Page 1 of 1

Detecting a zero length characters in Oxygen Editor!

Posted: Wed Dec 11, 2019 6:24 pm
by mu258770
Hi team,

We are using Oxygen XML Author 20.1 Eclipse plugin version.

We have a query that we need to identify if there is any zero-length character is present in the opened topic/map.

For example, if we copy some content from some other editor to Oxygen, there can be sometimes the zero-length character (ex:- ​) gets inserted but will not be shown in the editor as UTF-8 will not be able to show. But this can be seen if we convert the content to ANSI in notepad++.

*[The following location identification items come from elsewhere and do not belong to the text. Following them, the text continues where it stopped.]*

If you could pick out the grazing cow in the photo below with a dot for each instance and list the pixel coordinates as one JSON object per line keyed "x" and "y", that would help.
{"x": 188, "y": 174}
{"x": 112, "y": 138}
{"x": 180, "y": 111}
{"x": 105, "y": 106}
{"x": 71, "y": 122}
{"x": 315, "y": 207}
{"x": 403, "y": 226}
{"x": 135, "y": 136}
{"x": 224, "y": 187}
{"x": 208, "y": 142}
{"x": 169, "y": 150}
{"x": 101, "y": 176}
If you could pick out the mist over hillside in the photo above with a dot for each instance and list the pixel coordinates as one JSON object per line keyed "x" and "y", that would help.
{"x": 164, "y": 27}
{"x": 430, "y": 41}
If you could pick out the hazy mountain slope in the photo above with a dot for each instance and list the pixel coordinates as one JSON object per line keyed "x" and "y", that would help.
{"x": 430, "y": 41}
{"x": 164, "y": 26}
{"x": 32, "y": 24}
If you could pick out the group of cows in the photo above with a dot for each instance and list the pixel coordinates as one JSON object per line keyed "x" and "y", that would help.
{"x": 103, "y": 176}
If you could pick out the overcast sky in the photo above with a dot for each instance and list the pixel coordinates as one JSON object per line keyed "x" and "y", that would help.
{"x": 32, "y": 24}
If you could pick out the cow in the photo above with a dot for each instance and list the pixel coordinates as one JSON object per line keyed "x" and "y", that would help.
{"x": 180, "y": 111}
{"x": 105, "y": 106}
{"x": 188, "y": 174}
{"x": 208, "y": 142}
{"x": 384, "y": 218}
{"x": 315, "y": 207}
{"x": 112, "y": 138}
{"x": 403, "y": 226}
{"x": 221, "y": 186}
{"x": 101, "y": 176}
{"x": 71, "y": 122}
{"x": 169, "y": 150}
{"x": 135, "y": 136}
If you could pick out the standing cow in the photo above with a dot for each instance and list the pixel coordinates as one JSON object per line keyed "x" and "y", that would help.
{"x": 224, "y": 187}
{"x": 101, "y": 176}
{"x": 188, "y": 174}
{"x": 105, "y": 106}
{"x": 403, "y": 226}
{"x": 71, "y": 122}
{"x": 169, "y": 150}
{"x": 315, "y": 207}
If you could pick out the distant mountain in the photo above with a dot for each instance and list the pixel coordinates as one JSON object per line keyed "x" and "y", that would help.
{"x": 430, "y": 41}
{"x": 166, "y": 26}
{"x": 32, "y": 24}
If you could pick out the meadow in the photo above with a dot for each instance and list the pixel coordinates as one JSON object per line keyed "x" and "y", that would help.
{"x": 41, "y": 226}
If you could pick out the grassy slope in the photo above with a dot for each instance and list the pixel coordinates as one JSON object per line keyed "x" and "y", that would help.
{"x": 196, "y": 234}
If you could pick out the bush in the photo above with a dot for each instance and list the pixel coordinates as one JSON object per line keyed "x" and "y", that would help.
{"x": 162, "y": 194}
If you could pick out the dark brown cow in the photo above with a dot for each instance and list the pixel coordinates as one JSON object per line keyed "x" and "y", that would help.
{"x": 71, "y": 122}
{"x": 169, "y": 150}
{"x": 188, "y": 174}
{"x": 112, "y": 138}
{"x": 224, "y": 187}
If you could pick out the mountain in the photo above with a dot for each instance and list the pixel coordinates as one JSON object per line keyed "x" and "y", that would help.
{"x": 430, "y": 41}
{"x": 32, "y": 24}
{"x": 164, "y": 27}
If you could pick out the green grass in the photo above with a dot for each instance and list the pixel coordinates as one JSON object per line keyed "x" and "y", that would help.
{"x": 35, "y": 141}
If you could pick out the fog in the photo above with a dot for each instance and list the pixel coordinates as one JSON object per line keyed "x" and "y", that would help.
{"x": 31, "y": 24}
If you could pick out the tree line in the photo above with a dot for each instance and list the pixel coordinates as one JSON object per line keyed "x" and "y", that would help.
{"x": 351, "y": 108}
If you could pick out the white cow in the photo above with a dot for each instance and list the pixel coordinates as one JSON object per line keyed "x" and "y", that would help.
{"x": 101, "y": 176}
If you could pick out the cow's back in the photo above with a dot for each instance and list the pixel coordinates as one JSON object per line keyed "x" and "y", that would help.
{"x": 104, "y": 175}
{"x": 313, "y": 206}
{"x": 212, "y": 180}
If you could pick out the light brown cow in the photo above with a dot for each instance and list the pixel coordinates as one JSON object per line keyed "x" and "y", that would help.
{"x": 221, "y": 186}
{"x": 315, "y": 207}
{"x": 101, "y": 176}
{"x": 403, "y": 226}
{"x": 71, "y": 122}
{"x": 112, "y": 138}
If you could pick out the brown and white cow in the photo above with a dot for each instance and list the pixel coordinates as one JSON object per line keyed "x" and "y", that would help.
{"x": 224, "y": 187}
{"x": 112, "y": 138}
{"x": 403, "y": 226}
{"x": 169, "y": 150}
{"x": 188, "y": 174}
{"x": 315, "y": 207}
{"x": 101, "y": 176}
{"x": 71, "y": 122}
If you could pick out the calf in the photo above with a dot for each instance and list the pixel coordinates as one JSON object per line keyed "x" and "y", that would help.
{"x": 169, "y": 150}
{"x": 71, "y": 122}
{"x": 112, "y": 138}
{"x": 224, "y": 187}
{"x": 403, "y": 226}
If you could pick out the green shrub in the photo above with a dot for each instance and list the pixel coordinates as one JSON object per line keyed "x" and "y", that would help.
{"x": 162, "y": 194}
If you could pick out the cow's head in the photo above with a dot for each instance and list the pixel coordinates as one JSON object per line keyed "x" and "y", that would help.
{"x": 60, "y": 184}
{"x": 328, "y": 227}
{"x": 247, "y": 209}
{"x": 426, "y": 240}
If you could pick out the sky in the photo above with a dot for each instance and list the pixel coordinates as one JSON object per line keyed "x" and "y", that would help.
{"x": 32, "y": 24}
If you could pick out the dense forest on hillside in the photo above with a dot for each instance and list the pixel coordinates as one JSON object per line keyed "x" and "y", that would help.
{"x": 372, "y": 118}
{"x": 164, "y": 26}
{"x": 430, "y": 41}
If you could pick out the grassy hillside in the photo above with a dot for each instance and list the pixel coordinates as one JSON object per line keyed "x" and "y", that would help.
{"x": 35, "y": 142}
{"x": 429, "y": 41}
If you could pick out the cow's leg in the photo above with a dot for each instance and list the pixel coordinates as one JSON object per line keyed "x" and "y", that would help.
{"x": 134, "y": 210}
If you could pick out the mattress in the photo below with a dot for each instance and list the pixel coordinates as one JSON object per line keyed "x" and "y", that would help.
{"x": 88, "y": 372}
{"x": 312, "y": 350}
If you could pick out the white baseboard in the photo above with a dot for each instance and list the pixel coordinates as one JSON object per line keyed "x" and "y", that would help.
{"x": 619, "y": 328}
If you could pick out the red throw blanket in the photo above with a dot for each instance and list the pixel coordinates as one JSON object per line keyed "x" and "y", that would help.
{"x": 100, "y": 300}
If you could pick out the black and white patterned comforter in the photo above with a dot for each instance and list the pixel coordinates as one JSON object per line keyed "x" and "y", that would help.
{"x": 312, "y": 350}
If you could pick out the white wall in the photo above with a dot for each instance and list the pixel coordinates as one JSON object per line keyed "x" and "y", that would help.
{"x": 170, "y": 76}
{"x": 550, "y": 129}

Is there a way to detect these characters in Oxygen and either to remove or at least show a warning to the user when these are detected. May be a schematron warning?

Please suggest.

Regards,
Shabeer

Re: Detecting a zero length characters in Oxygen Editor!

Posted: Thu Dec 12, 2019 11:38 am
by tavy
Hello Shabeer,

You can create a Schematron that will detect and show you an waning when a zero-length character is detected. You can also have some quick fix actions that will replace the character with space for example, or will delete the character. The Schematron can look something like this:

Code: Select all

<?xml version="1.0" encoding="UTF-8"?>
<sch:schema xmlns:sch="http://purl.oclc.org/dsdl/schematron" queryBinding="xslt3"
    xmlns:sqf="http://www.schematron-quickfix.com/validator/process">
 <sch:pattern>
     <sch:rule context="text()">
         <sch:report test="matches(., '&#8203;')" sqf:fix="replace delete" role="warn">
            The text contains zero-length characters
         </sch:report>
         
         <sqf:fix id="replace">
             <sqf:description>
                 <sqf:title>Replace the zero-length characters with a space</sqf:title>
             </sqf:description>
             <sqf:stringReplace regex="&#8203;" select="' '"/>
         </sqf:fix>
         
         <sqf:fix id="delete">
             <sqf:description>
                 <sqf:title>Delete the zero-length characters</sqf:title>
             </sqf:description>
             <sqf:stringReplace regex="&#8203;"/>
         </sqf:fix>
     </sch:rule>
 </sch:pattern>   
</sch:schema>
Best Regards,
Octavian

Re: Detecting a zero length characters in Oxygen Editor!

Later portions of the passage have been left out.